Kırlangıçlarla gelirdi bahar kokusu, leylekler ısıtırdı serinliği cemreler düşerken. Erik ağaçlarında bir avuç tuzla geçerdi saatler. Bir de karadutlardan yendikten sonra simsiyah olan parmaklar vardı.
Yaşanası, geriye dönülesi zamanlar…
O ilime vakıf olmak için Zülkarneyn’in peşi sıra giderdi insan ya! Ne büyük bir şeref olurdu. Zaman; ilim ötesi bir kavramdı.

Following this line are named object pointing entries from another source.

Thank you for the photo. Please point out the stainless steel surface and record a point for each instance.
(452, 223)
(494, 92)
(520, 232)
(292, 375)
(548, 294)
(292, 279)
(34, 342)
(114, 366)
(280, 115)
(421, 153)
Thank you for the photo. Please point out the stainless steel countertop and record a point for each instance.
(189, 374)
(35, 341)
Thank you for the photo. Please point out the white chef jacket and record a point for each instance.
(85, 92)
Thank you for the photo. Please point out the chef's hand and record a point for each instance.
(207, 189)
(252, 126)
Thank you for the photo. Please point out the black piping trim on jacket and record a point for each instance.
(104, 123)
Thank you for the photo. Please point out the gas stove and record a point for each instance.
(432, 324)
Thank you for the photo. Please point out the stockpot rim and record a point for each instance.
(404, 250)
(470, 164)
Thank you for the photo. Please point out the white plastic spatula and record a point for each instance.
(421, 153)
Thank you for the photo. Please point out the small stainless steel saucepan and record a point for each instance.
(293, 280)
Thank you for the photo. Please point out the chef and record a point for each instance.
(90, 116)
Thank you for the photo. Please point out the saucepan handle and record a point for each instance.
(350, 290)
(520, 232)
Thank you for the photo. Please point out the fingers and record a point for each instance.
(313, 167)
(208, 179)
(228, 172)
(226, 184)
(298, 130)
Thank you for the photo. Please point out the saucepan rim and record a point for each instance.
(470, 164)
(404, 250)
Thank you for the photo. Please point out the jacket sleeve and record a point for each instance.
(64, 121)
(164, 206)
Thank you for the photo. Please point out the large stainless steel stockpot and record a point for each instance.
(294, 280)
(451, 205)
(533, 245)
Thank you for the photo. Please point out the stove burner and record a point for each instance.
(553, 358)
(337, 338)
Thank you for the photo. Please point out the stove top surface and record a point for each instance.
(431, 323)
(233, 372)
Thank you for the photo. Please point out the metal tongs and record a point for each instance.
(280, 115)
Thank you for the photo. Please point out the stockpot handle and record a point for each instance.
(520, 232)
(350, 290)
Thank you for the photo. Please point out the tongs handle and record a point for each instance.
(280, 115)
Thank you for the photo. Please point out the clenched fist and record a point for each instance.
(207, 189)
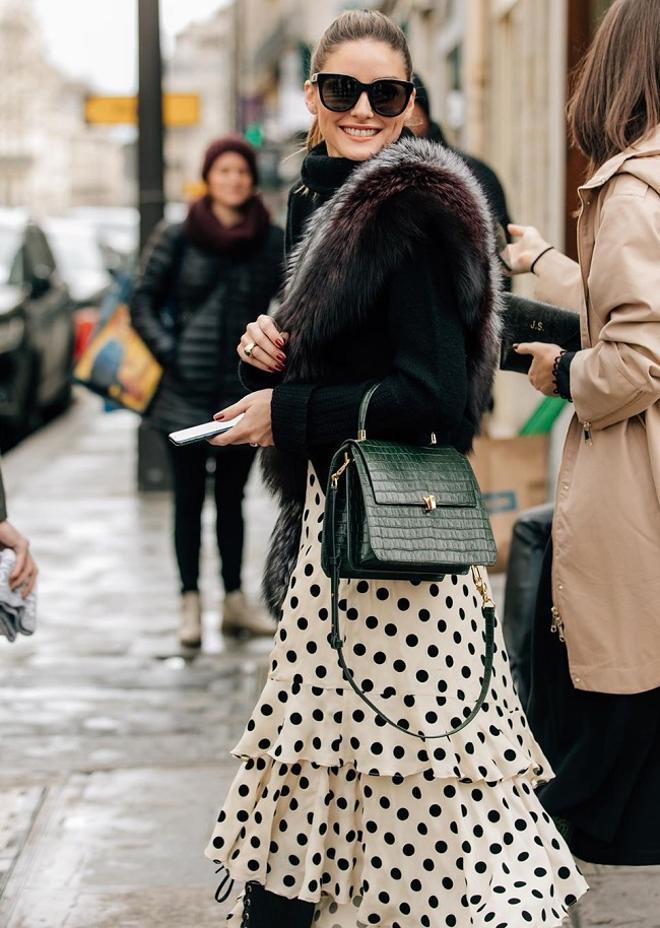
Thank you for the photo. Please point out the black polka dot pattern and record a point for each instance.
(332, 805)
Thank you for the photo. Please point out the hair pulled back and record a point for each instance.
(351, 26)
(617, 95)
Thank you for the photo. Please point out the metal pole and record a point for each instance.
(153, 471)
(150, 120)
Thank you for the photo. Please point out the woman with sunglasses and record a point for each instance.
(336, 816)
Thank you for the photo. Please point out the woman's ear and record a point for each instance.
(310, 97)
(411, 105)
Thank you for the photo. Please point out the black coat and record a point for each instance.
(211, 297)
(395, 280)
(485, 175)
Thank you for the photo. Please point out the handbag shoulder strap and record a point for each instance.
(488, 612)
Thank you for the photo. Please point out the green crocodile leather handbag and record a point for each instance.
(396, 511)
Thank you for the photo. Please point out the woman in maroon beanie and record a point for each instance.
(200, 283)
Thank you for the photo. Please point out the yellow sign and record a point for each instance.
(179, 109)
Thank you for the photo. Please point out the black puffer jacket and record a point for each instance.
(394, 280)
(212, 297)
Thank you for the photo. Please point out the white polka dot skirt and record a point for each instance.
(332, 805)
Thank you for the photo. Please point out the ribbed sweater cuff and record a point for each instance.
(288, 407)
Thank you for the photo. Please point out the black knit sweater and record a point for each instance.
(213, 296)
(413, 342)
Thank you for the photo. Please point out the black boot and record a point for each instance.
(263, 909)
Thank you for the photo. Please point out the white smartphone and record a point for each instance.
(204, 431)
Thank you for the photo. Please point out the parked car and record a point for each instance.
(80, 260)
(36, 328)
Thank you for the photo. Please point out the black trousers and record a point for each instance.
(232, 469)
(263, 909)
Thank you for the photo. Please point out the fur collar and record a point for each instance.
(413, 193)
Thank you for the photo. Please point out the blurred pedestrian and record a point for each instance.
(425, 127)
(209, 276)
(24, 573)
(595, 704)
(334, 809)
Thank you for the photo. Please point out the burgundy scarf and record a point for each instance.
(204, 229)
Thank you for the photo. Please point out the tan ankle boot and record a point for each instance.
(242, 618)
(190, 622)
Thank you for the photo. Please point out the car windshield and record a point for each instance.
(10, 243)
(76, 250)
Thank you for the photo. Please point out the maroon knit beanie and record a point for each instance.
(230, 143)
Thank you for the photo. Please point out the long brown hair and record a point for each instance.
(616, 100)
(351, 26)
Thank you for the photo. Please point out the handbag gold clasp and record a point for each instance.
(334, 479)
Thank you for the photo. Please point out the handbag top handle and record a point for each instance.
(362, 415)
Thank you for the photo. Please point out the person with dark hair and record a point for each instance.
(424, 127)
(211, 275)
(336, 813)
(595, 701)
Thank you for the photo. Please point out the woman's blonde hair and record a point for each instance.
(616, 100)
(351, 26)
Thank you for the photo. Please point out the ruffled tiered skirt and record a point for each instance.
(332, 805)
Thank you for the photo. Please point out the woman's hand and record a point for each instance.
(264, 344)
(24, 575)
(520, 255)
(255, 428)
(541, 373)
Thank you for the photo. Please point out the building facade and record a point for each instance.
(498, 75)
(50, 160)
(201, 63)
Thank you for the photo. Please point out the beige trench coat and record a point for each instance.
(606, 531)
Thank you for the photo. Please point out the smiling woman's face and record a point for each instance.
(359, 134)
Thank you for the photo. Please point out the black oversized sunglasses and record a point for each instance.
(340, 92)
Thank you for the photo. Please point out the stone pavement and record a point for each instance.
(113, 745)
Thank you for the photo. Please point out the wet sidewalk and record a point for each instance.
(113, 747)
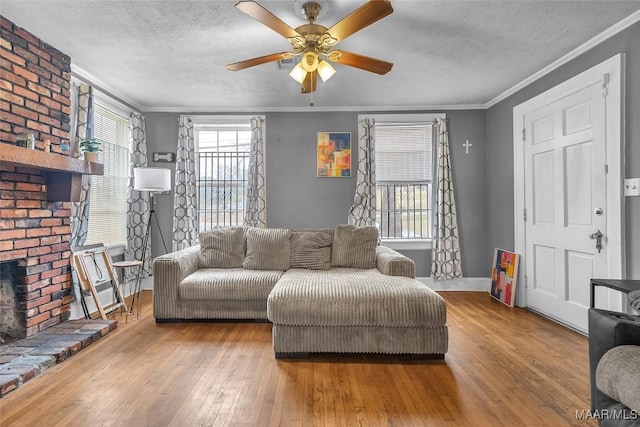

“Zaman; ilim ötesi bir kavramdı.” diyor Samet Türkyurdu. Elinizde tuttuğunuz, birazdan satırları arasında kaybolup gideceğiniz bu kitap size bu gerçeği en derininizden, en masum, en saf zamanlarınızdan yani çocukluğunuzdan yakalayarak anlatıyor.
– Büşra Tarlacı, Editör
“Düşler Gezgini” ve “Bulutların Dansı” isimli eserlerindeki her yüreğe dokunan şiirlerinden sonra, herkesin kendi çocukluğundan bir parça anı bulacağı muhteşem bir öykü. Eserlerinin devamını heyecanla bekliyorum.